8.13.0.5

5 Operator Precedence and Associativity🔗

Instead of attaching a numeric precedence to each operator, as in Honu, each operator declares its precedence relative to other operators. That is, an operator can declare that its precedence is stronger than certain other operators, weaker than certain other operators, the same as certain other operators (implicitly including the operator itself), and the same as certain other operators when in a specific order (e.g., * is not allowed to the right of /). An infix operator’s associativity is relevant only for operators at the same precedence (including the operator itself), as either left-associative, right-associative, or non-associative.

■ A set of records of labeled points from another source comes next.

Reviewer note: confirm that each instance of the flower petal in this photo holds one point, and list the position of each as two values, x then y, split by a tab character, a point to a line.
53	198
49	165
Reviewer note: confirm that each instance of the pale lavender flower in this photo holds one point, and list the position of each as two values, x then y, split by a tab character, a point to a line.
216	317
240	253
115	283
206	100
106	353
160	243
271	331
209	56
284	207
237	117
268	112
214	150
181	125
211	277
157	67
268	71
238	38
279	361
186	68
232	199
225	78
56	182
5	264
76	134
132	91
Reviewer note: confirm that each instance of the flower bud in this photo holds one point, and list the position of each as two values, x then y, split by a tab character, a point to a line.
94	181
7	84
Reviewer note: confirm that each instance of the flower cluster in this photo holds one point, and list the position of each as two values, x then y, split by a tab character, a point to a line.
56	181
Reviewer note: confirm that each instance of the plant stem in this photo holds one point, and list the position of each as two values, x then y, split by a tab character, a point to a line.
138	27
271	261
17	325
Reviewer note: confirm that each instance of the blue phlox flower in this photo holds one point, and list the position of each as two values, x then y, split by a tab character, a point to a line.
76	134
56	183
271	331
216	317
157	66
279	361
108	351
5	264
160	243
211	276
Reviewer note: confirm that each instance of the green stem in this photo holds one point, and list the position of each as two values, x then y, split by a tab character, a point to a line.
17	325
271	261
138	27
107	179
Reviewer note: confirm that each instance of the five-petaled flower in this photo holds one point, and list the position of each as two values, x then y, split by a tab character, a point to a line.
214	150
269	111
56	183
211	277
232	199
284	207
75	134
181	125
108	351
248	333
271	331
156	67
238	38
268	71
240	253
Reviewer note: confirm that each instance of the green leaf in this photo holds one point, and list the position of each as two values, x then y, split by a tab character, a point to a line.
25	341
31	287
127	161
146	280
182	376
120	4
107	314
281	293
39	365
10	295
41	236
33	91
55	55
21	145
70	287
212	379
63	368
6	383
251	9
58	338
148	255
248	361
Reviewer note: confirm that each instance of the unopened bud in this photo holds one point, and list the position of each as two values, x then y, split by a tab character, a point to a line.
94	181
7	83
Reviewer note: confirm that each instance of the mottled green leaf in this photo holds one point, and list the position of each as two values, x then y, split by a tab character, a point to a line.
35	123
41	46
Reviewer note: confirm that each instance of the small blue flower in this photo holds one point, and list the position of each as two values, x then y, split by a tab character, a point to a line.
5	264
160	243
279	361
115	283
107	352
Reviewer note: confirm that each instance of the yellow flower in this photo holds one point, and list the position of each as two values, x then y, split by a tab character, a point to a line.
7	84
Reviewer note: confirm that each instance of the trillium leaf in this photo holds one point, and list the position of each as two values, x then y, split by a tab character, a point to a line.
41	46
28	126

Our example <> definition did not specify any precedence relationships, so it cannot be used next to *:

1 <> 2 * 3 // not allowed

In this example, enforestation would report that <> and * are unrelated, so parentheses are needed somewhere. Rhombus supports precedence declarations through a ~weaker_than keyword:

operator (x <> y):

  ~weaker_than: * / + -

  Posn(x, y)

 

1 <> 2 * 3 // same as Posn(1, 6)

Unlike a system based on numeric precedence levels, precedence in the Rhombus expander is not a complete or partial order. It’s not even transitive. Operators A and B have a precedence relationship only if either A indicates a relationship to B or B indicates a relationship to A. This approach turns out to work fine with a Pratt-style parser (as used in Honu), which only ever needs to work with precedence when it has two specific operators to compare. A potential advantage of non-transitive precedence is avoiding an order among operands that make no sense next to each other. An operator can declare a default precedence relationship to other operators, but it must declare the default explicitly.

If two operators both claim a precedence relationship to each other, the relationship must be consistent; for example, A cannot claim to have stronger precedence than B if B claims stronger precedence than A. Also, if one or both operators claim a same precedence strength to the other, the operators must have the same associativity. The consistency of precedence claims between A and B is checked only at the point where A and B are compared by the enforesting expander, and inconsistent claims trigger a syntax error at that point.

Procedurally, precedence is relevant when enforestation encounters an infix operator on the right-hand side of some other operator. Precedence determines whether the terms in between the two operators form an argument to the earlier operator (on the way to producing an argument for the later operator) or whether those terms form an argument to the newly encountered operator (on the way to producing an argument for the earlier operator). Note that when a prefix operator is involved in a precedence comparison, the other operator is always a later infix operator.